When A/B testing is appropriate
There is a measurable goal (conversion, time to action, hold, NPS, task speed).
The expected effect is not obvious or may differ by segment.
The risk of change is high enough to justify the experiment.
Traffic allows you to quickly collect a statistically significant sample.
When it is better not to test: microcopies on underused screens, features with strong network/social dependence (overflow of effects), edits that require long-term training of users.
Hypothesis formulation
Template:- If we change [X in the interface] for [Y-segment/all], then [Z metric] will change to [direction/magnitude] because [behavioral reason].
Example: If you move the main CTA above the crease line and reduce the shape from 6 to 3 fields, then the CR of the primary action will increase by + 3-5% due to a decrease in friction.
Metrics: Target and Defensive
Primary: one key - for example, target script completion/conversion.
Secondary: scrolling depth, CTR, time to action, errors, page speed.
Guardrails (protective): performance stability (TTFB, LCP), returns/refusals, complaints/rollbacks, compliance with notification limits, availability.
It is recommended to fix MDE (minimum detectable effect), observation window and success criteria in advance.
Experiment design
Randomization and unit of analysis
Randomization unit: user (user_id), sometimes session or organization (cluster).
Stratification/blocking: by device/channel if there are strong differences.
Overflow-Avoid when the behavior of one group affects another (for example, shared lists/tapes).
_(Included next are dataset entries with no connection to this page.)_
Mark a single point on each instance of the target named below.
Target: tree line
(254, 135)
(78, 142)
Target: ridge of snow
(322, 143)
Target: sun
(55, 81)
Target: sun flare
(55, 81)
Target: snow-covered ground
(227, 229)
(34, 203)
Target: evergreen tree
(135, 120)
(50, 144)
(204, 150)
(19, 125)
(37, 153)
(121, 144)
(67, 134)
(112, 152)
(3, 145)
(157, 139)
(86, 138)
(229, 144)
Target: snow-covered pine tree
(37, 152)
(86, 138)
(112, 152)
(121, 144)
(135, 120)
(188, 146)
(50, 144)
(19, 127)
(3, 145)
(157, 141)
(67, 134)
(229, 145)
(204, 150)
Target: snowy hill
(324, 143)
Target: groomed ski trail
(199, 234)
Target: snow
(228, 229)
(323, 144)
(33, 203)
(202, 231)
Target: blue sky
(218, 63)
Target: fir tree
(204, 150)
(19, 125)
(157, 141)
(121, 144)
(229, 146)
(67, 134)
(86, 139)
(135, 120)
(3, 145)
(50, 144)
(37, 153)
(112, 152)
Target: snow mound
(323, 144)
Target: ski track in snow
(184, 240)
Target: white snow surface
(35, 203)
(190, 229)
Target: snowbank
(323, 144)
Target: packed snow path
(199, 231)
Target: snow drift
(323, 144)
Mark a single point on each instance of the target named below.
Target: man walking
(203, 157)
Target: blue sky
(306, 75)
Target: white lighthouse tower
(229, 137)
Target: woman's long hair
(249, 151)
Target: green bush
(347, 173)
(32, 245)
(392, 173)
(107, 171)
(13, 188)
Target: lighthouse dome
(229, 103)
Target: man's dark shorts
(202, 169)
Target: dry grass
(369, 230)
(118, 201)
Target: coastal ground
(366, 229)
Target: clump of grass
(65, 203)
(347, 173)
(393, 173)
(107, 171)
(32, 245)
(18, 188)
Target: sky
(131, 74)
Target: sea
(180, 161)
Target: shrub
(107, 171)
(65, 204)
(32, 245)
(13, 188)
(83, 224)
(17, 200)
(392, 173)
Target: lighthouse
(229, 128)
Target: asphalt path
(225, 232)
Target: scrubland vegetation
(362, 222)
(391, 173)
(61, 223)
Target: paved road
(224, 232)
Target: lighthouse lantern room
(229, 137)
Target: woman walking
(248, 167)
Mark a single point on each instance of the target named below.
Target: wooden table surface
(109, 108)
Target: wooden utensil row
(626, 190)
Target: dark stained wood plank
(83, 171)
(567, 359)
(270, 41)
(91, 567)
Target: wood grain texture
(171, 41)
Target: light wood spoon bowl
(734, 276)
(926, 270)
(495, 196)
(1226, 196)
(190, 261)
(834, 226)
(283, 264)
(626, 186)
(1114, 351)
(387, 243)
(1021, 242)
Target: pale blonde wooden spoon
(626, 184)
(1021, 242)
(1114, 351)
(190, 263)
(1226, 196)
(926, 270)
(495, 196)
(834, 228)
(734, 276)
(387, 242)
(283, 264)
In such cases, cluster tests.
Sample size and MDE (simplified)
Approximate: the lower the basic conversion and the smaller the effect, the larger the sample.
For CR ~ 10% and MDE ~ + 5% of the relative effect, tens of thousands of observations per variant are often required.
Duration
Focus on the full weekly behavior cycle + margin (usually 2-4 weeks) or until reaching the planned capacity. Do not stop the test prematurely.
Ramp-up (gradual withdrawal)
1-5% of traffic (canary) → 10-25% → 50% → 100%, with guardrails monitoring.
Data quality and validity
SRM (Sample Ratio Mismatch)
Verify that the actual traffic distribution (A/B) is as planned (for example, 50/50). Significant deviations = inclusion/flag/bot problem.
Identity and cross-device
Use a stable user_id; consider cross-devices, cookie-decay, authorization later in the funnel.
Bots and anomalies
Filter unnatural patterns (super-fast clicks, missing user agents, invalid referrers).
Seasonality and events
Do not run tests for strong "abnormal" periods (holidays/sales) unless it is the purpose of the test.
Statistical analysis
Frequency approach (classic)
Fix alpha (usually 0.05) and power (usually 80%).
Do not "peep" every hour without adjustments - the risk of false positives.
For multiple metrics/variants, apply adjustments (Bonferroni/Holm/Hochberg) or a hierarchy of metrics.
Bayesian approach
Estimates the probability distribution of the effect and the probability of superiority of the variant.
Convenient for real-time monitoring and "good enough" decision making.
CUPED/covariates
Variance reduction due to pre-test covariates (eg, last week "s activity) → faster power is achieved.